Transit - Speeding in Transit panel van - Middleman

My thoughts are these:

An approved device operated in the approved manner is assumed to be reliable unless the contrary can be proven. If you wish to defend the charge on the basis that the device could not be relied upon to measure your speed the burden falls to you to prove it. Simply saying the tests are only carried out at a shorter distance than you were detected will not cut the mustard. If you get hold of the documentation for the device you will probably find that it is deemed reliable at a far greater distance than 150m – probably up to 1km. It is not sufficient to show that “this could have happened” or “that might have happened”. You have to prove that something definitely did happen in your case which caused unreliability. This is very difficult even with expert assistance and near enough impossible without it.

You will almost certainly be offered a fixed penalty (£100 and 3 points). In fact, that speed is only slightly too fast for the offer of a course (up to 75mph where a limit of 60 is in force).

You would be well advised to accept such an offer. If you challenge the charge and fail (which is highly likely for the reasons I have outlined), the cost is high. You will pay a fine of half a week’s net income, a surcharge of 10% of the fine but most crippling of all are the prosecution costs. These will start at £620 but could be much higher if the prosecution has to enlist expert help to counter yours.

You must return the request for driver’s details within the 28 days allowed. Failure to do so means you commit a separate, more serious offence which carries a much heftier fine, six points and an endorsement code that will cause you insurance grief for up to five years.

If you do accept a fixed penalty do not forget to pay and send in your licence within the time allowed. Quite a few people fail to send in their licence and end up seeing the matter dealt with in court, where it will cost them far more than £100.

Transit - Speeding in Transit panel van - TheNorfolkOracle

Thank you for your reply. It's blooming annoying as I did see them way in the distance and slowed down, sub 70mph as far as I was aware, and my dashcam always has me a bit slower than my speedo too. But still probably not worth arguing. Thanks.

Transit - Speeding in Transit panel van - Bromptonaut

I'd endorse Middleman's advice. You're bang to rights here and unless they step outside guidelines and offer you a course the it's fine/points and all you can do is minimise the damage by taking them.

The issue that needs to be tackled is the ridiculously outdated limits for vans. They actually apply to all vans with an exception for car derived vans with a max laden weight less than two tonnes. The limit dates back to the fifties/sixties when the vans were things like the Bedford CA, Commer and Thames 400. Top speed, braking and steering on these and even early Transits was not comparable to contemporary cars and lower limits were prudent. Quantum leap in eighties with vans like Trafic which had proper brakes, precise steering and front wheel drive. A limit by weight/size might make sense with the biggest panel vans but those under 3 tonnes are no more potential trouble at 70 than a large SUV. Perhaps less.

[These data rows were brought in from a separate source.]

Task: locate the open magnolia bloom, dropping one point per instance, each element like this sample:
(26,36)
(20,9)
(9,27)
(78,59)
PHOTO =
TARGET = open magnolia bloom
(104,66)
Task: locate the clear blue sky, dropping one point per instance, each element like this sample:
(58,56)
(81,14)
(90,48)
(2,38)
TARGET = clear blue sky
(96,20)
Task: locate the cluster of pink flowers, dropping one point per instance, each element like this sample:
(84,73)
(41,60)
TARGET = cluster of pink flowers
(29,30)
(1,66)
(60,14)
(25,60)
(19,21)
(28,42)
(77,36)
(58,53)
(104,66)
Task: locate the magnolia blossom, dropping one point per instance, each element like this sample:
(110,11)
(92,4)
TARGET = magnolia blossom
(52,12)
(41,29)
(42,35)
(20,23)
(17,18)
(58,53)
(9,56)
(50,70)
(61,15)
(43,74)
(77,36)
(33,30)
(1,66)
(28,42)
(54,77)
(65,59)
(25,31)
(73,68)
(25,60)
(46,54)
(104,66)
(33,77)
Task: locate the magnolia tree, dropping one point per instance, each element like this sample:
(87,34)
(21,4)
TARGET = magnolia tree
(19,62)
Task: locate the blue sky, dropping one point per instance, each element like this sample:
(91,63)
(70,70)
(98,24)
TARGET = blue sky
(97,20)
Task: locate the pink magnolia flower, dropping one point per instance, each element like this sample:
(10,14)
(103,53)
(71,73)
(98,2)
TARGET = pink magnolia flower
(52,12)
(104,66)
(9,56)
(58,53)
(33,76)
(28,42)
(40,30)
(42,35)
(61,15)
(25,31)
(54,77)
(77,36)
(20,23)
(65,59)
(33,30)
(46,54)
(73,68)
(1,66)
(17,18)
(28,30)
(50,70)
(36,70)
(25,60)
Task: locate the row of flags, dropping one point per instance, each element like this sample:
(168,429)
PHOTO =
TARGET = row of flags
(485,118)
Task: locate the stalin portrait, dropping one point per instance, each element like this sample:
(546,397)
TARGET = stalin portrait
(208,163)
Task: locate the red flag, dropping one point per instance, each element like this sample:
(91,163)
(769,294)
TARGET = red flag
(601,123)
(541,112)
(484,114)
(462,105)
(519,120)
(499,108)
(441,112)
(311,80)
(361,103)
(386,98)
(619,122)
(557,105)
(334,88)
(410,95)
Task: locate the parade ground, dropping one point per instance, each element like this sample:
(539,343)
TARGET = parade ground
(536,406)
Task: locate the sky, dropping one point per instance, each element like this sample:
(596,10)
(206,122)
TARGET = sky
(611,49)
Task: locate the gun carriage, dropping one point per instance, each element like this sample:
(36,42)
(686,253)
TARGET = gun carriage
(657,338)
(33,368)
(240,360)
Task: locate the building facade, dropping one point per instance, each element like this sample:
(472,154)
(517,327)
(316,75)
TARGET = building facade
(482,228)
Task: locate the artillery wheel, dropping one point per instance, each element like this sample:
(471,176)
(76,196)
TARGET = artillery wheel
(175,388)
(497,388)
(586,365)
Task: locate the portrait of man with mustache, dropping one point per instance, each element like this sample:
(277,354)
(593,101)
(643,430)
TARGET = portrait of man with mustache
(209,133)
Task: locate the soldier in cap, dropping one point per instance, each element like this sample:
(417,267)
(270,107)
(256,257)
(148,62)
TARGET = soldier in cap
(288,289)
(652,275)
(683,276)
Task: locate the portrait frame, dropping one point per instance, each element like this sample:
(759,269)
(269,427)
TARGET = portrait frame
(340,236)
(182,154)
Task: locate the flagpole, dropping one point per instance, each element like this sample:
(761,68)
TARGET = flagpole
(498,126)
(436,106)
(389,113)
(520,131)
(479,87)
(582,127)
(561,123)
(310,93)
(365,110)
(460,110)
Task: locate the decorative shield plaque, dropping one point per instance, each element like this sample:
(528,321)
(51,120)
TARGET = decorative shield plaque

The term car derived van is also an anachronism with plenty of cars being derived from vans and where only a floorpan links a van and car. My Berlingo Multispace tips the scales at just over two tonnes fully laden. Car speed limits apply to it but would not if it lacked seats and windows. Some versions of the van are less than two tonnes.

Review of speed limits should be on wish list for legislation once the Brexit logjam is shifted.